In a written response to Chronicle questions about the increase in denials, a State Department spokesperson pointed to “unprecedented demand” for student visas — in 2022, consular offices around the world issued more than 581,000 such visas, the most annually since 2016. (This figure also includes M-1 visas, which are awarded for vocational or other nonacademic study, and certain J-1, or exchange, visas. Most students earning degrees at American colleges study on F-1 visas.)
So far in the 2023 fiscal year, the department has issued 33 percent more F-1 visas than it did during the same period in 2019, the statement noted.
But the increase in volume doesn’t necessarily account for the rise in denial rates. “When the overall numbers go up, you do expect the number of denials to go up,” said Ronald B. Cushing, director of international services at the University of Cincinnati, who has been working on student-visa issues for three decades. “But the increase in the rate is disturbing.”
Among those who received a denial may be students who later reapply and are successful in receiving a visa.
One factor in more-frequent denials could be a shift in where students are coming from to study in the United States. The State Department said that more than one in five student visas in 2022 was issued to students in India. A Chronicle analysis of data from the critical months of May through August 2022 found that more than 84,000 F-1 visas were issued in India, far outpacing China, which was long the largest source of international students in the United States.
While the latest visa-denial data does not break down rejections by country, student applicants from India historically have been turned down at higher rates than those from China. Growing interest from Africa, another region with higher-than-average denial rates, also could be contributing to the growth in rejections.

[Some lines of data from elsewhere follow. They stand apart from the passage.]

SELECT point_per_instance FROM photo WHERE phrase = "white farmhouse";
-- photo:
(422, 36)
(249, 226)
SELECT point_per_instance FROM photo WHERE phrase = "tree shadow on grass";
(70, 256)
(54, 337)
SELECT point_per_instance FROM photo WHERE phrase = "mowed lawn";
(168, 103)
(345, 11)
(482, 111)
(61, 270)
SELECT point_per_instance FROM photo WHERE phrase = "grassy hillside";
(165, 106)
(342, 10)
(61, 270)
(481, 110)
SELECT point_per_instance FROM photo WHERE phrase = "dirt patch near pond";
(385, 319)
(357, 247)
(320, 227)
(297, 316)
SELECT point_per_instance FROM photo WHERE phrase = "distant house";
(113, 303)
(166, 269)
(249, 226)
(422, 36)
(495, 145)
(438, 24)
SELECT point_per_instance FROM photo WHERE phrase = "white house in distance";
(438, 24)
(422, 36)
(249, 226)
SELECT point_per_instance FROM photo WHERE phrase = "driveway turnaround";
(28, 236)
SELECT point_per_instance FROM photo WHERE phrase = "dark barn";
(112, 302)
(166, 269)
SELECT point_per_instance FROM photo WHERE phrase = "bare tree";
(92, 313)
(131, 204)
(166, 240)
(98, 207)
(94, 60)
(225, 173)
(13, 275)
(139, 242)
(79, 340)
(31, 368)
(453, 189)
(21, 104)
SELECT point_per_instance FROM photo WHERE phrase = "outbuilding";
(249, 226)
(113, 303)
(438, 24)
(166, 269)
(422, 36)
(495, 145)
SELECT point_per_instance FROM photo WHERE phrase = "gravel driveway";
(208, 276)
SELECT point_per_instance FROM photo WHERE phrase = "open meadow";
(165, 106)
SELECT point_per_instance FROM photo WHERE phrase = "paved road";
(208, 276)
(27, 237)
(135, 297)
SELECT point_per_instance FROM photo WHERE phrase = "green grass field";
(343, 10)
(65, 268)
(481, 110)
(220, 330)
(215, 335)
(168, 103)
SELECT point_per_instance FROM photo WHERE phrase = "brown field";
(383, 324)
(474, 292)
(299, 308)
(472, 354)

The failure to prove “nonimmigrant intent” — that the applicant doesn’t intend to move permanently to the United States — is the reason that most nonimmigrant visas, including F-1s, are denied. But the uptick in denials comes after the Biden administration loosened the requirements for international students to demonstrate their plans to return home after their studies.
In 2021, the administration instructed consular officers to use more discretion in evaluating the intent of student applicants, noting that students are not able to show the deep connections to their home countries, like a job or owning property, that are typically used as evidence. “They are not expected to, or do not necessarily have, a long-range plan and may legitimately not be able to fully explain their plans at the conclusion of their studies,” the update to the Foreign Affairs Manual said. Visas should not be adjudicated on “contingencies of what might happen in the future, after a lengthy period of study in the United States.”
That denials should surge though the standards for evaluating intent were eased may seem counterintuitive, but Cushing said it’s impossible to know how consular officials are applying the guidance on the ground. He said intent would always be a reason for denials unless the requirement to demonstrate future plans was removed from visa policy.
At the University of Cincinnati, the rise in denials hasn’t affected international enrollments because of strong growth in applications from abroad. Still, with high denial rates, colleges must go through the work of issuing visa-related paperwork for students who never enroll, stretching the already short-staffed international offices at many institutions. “It’s frustrating to invest the resources,” Cushing said.
It’s also lost revenue for colleges that have come to rely on international-student tuition. And there’s another worry: that the growth in rejections could discourage some students from applying to American colleges in the first place.